取引開始前の外国証券経由の売買注文動向は売り1050万株、買い860万株で差し引き190万株の売り越しとなり、2営業日ぶりに売りが買いを上回った。

薄商いの中で先物に振り回される

12日午前の東京株式は乱高下。取引開始前の4~6月の国内総生産(GDP)の発表をきっかけに円相場が上昇。これを受けて株価は寄り付きから売り先行となったが、中国株式の上昇や円高一服などを手掛かりに下げ渋りから切り返し、日経平均は結局、小幅高で終了した。夏季休暇を取る市場参加者が多いと見られ、エネルギーは乏しく、薄商いの中を小口の先物の売り買いに振り回される展開に終始した。

午前の取引終了後に東証の立会外で、大口の投資家が複数銘柄をまとめて売買する「バスケット取引」は約110億円が成立。
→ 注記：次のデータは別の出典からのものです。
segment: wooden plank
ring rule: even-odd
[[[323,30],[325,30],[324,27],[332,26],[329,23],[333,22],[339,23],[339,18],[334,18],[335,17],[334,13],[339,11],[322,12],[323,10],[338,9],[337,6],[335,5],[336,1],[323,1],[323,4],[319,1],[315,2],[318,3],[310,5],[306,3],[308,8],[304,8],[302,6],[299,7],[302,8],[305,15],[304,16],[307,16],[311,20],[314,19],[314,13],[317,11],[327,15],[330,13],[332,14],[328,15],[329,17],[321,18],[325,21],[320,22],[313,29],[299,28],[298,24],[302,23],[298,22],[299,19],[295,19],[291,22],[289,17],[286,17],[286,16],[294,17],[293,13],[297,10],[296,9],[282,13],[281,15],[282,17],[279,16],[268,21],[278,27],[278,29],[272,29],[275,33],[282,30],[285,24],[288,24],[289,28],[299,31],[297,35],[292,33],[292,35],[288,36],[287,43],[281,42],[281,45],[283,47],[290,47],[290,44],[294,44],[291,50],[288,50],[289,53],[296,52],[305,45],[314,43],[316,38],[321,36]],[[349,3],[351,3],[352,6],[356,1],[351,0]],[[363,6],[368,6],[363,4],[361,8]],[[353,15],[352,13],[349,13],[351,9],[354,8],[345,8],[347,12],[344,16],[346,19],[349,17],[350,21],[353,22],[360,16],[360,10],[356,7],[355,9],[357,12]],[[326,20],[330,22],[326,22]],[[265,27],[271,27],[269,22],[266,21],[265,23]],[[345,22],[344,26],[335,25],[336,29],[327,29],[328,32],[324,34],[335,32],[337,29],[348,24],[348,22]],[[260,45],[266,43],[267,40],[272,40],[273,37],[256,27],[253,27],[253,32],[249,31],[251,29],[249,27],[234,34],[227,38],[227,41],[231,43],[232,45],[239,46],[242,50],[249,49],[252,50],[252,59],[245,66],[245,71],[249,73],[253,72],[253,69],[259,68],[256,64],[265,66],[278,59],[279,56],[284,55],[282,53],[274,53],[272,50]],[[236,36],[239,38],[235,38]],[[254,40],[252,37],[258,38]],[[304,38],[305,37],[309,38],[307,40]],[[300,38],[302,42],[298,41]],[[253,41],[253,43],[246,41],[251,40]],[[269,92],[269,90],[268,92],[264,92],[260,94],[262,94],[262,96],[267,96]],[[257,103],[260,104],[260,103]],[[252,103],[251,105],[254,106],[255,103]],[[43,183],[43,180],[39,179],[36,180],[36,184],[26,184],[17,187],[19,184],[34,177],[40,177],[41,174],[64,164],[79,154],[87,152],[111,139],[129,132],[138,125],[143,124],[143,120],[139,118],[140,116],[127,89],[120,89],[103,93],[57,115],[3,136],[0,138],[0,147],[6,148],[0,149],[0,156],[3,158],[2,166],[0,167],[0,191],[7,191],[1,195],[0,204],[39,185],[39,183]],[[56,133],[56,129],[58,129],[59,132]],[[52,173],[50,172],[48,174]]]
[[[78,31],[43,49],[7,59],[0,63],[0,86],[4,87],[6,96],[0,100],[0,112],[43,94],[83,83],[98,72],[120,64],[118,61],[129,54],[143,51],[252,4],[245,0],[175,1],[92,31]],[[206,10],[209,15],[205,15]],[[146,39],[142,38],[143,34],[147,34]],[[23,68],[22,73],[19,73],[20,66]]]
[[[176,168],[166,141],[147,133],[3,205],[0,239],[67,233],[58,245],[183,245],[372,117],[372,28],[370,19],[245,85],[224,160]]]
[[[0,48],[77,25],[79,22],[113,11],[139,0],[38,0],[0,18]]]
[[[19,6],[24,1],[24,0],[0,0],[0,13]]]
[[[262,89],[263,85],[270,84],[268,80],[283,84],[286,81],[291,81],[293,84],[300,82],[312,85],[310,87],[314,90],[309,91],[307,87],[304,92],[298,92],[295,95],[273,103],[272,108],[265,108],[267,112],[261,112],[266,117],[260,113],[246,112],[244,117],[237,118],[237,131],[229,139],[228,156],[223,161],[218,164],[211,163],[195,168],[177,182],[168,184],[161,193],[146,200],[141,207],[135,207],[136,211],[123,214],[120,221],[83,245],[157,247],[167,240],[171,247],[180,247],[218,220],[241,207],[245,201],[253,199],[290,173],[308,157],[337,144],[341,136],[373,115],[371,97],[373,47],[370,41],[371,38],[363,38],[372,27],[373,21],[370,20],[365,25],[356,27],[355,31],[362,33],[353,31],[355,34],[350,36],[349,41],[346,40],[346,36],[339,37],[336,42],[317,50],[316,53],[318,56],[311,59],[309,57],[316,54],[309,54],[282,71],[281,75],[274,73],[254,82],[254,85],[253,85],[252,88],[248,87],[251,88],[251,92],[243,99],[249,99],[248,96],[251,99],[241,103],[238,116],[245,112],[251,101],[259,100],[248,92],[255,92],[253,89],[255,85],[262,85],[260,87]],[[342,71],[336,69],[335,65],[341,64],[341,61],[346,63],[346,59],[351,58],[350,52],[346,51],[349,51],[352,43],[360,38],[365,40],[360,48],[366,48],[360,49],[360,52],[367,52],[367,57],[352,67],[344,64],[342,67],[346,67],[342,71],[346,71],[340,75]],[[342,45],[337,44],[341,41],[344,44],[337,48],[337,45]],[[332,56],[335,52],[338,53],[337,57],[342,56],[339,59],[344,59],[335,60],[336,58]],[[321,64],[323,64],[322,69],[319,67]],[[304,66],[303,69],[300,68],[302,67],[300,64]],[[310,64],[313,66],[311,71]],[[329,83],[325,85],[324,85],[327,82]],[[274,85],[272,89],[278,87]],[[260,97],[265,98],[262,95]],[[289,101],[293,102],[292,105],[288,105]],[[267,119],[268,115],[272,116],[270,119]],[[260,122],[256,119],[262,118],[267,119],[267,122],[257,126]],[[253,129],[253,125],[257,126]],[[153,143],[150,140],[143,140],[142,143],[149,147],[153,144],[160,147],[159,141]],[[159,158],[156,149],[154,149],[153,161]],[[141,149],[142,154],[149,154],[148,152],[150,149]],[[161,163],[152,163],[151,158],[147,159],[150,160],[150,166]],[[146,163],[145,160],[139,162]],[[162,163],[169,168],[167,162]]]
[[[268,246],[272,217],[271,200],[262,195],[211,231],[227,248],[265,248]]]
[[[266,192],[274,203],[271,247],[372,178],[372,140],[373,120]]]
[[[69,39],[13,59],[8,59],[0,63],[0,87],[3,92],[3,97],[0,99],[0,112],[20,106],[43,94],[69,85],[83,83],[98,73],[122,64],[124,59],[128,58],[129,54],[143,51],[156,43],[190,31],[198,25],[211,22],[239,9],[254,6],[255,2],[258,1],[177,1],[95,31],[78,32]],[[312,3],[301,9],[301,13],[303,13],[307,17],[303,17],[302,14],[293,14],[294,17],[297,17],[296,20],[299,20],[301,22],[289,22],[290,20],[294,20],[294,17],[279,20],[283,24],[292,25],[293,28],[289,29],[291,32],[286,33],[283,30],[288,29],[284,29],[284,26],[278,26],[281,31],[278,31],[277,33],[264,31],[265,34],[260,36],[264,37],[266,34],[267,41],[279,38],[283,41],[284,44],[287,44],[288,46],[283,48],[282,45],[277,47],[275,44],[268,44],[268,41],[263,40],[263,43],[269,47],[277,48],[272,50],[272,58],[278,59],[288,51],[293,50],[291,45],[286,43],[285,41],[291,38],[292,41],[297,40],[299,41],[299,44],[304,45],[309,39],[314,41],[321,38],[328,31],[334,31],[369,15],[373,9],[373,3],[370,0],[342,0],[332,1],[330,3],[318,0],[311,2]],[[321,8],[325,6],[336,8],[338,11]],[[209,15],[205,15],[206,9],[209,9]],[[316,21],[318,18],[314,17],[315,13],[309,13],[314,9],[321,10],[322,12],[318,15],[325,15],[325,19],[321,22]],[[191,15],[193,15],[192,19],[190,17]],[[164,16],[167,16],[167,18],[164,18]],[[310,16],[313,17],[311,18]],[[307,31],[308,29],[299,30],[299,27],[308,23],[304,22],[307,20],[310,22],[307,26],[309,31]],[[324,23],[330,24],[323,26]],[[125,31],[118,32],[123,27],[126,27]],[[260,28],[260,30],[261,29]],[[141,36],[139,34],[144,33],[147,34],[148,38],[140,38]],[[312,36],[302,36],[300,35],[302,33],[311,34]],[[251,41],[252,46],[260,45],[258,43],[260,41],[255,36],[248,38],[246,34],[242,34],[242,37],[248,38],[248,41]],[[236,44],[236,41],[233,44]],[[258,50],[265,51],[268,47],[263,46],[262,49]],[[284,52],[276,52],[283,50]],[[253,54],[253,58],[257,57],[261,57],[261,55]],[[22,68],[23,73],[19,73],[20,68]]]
「売り買い均衡だった」(市場関係者)という。

午後に入っても先物主導の状況に変わりはなく、再度の円高進行を材料にした先物の売りにつれて現物も下押し、日経平均は2日ぶりの値下がりとなった。もっとも、円相場は午前中に1ドル=95円台まで上昇したものの、午後は96円台で推移しており、円高を嫌気したというよりもむしろ、前週からの地合いの悪化を背景に売り優勢となった側面が強いと見られる。